やがてミセスが席を外した。部屋にひとり取り残されたテリィは、小さな唇をかみしめながら、もう一度ペンを握った。

(ちゃんと書けるようになれば、もしかしたら……)

そう思って、何度も何度も紙の上に文字を刻んだ。インクのしみで紙はすぐに破れてしまう。手の甲には黒いしずくが点々と残った。

「……G……r……a……」

覚えたての綴りを口の中で繰り返す。小さな声は震えていたが、消えることはなかった。


“Granchester”

まだ意味も重みもわからないまま、ただその名を正しく書けるようになりたかった。


陽は傾き、部屋に長い影が落ちる。誰も褒めてくれない机の上で、幼い少年はひとり、文字の列と向き合い続けていた。
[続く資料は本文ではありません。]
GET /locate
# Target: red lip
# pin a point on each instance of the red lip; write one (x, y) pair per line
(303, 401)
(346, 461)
耳に届くのは羽ペンのかすれた音と、遠くから響く笑い声。

けれど彼の座る椅子のまわりには、どんな笑顔もなかった。

やがて疲れ果てて、ペンを置く。小さな指先はインクで汚れ、肩は重く垂れ下がった。

けれど、その紙には確かに、彼が刻んだ幼い文字が残っていた。震える線と不格好な曲線。

それは、彼の孤独な戦いの証だった。


キャンドルの炎が揺れる。ミセスが戻ってきて、紙に目を落とす。

一瞬の沈黙のあと、彼女はただ冷ややかに言った。

「……まだ、形になっていませんね」

それだけを残し、彼女は踵を返した。

扉が閉まる音のあと、部屋には再び静けさが満ちた。

テリィは机の上の文字を見つめ、胸の奥で小さくつぶやいた。

「……ぼくは、できる。ぜったいに」

その声を聞く者は誰もいない。

けれどその夜、紙の上には、幼い決意の跡が確かに残っていた。

こうして始まったのは、まだ四歳の少年が孤独の中で学び、耐え抜こうとした最初の記憶だった。

誰にも褒められず、抱きしめられることもなく。

ただひとりで、己を支えるために。


やがて彼の心を覆う影は深くなる。

だが、この時の小さな声なき声が、彼を生かし続ける力の種となるのだった。